Seckerson's Choice: Shostakovich Symphonies
Seckerson's Choice presents a regular series of playlists curated exclusively for IDAGIO by the broadcaster and critic Edward Seckerson. In the latest, he presents his personal choice of recordings classic and recent of Shostakovich’s symphonies – a hand-picked selection running from the 19-year-old composer’s First Symphony to the 15th, completed nearly half a century later.

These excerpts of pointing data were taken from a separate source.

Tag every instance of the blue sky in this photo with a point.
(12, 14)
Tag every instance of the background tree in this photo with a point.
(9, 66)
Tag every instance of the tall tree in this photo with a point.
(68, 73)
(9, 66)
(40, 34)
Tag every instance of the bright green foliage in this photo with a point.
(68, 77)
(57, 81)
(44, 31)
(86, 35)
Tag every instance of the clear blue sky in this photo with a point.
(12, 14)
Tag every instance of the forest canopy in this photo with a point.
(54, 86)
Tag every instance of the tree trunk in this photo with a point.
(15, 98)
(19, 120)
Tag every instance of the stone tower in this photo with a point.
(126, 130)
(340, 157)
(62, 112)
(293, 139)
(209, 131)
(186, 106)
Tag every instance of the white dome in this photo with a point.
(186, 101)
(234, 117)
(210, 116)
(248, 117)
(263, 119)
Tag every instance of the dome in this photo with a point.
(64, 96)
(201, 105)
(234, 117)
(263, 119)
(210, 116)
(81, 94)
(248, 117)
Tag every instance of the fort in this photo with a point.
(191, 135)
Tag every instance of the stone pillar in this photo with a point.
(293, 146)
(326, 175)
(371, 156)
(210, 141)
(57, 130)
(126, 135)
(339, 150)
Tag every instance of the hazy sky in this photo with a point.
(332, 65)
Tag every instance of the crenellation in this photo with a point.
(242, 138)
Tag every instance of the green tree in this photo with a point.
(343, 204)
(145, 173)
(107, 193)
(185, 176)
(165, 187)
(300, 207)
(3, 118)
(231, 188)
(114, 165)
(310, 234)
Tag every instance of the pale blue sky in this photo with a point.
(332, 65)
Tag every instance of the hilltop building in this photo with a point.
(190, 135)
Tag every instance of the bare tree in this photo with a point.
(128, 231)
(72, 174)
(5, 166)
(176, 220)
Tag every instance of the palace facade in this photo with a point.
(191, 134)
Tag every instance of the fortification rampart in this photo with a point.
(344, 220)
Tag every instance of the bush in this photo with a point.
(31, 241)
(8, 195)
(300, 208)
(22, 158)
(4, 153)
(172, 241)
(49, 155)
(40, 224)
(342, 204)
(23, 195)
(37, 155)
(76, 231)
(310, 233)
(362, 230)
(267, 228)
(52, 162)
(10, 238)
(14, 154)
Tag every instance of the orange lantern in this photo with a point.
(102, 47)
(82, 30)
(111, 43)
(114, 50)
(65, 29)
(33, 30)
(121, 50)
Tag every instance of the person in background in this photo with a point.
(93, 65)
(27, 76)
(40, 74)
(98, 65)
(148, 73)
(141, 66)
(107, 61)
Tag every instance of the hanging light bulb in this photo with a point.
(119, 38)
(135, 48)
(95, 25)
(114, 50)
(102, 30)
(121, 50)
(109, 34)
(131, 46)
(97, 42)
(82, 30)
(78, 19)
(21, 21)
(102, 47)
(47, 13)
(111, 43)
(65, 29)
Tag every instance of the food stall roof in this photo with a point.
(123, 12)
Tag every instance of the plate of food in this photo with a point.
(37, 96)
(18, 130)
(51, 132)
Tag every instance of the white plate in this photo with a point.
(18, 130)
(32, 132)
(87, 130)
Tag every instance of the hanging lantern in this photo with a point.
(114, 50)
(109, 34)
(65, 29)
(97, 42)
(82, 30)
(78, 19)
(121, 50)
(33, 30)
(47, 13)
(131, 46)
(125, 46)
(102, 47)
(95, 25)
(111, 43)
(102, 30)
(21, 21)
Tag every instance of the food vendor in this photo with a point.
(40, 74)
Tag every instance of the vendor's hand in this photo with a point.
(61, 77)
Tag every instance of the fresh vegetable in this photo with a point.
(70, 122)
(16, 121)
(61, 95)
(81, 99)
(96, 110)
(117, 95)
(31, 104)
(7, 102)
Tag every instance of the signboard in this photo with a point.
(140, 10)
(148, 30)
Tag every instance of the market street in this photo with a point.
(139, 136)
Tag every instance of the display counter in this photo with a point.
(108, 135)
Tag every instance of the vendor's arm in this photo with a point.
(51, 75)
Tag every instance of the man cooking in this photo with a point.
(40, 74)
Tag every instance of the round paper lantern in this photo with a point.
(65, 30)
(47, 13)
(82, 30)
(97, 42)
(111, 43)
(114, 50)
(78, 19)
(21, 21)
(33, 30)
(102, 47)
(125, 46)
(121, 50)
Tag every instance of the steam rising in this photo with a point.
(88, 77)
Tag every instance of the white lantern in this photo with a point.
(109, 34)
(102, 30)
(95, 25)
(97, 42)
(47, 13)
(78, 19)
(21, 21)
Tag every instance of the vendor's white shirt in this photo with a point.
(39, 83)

Read more…Vasily Petrenko could quite easily dominate any playlist of the Shostakovich symphonies. His highly regarded cycle for Naxos with the Royal Liverpool Philharmonic Orchestra has garnered praise pretty much across the board. Indeed I remember sitting down with him for at least three hours in one stretch preparing a promotional audio podcast for that very series. His insights were fresh and original and informed in part by his “insider’s” view of how Shostakovich managed to survive the Soviet era and its aftermath whilst honouring his integrity and conscience and protesting vigorously through the coded messages - or “scripts”, as Petrenko called them - in his music, not least, of course, his 15 symphonies.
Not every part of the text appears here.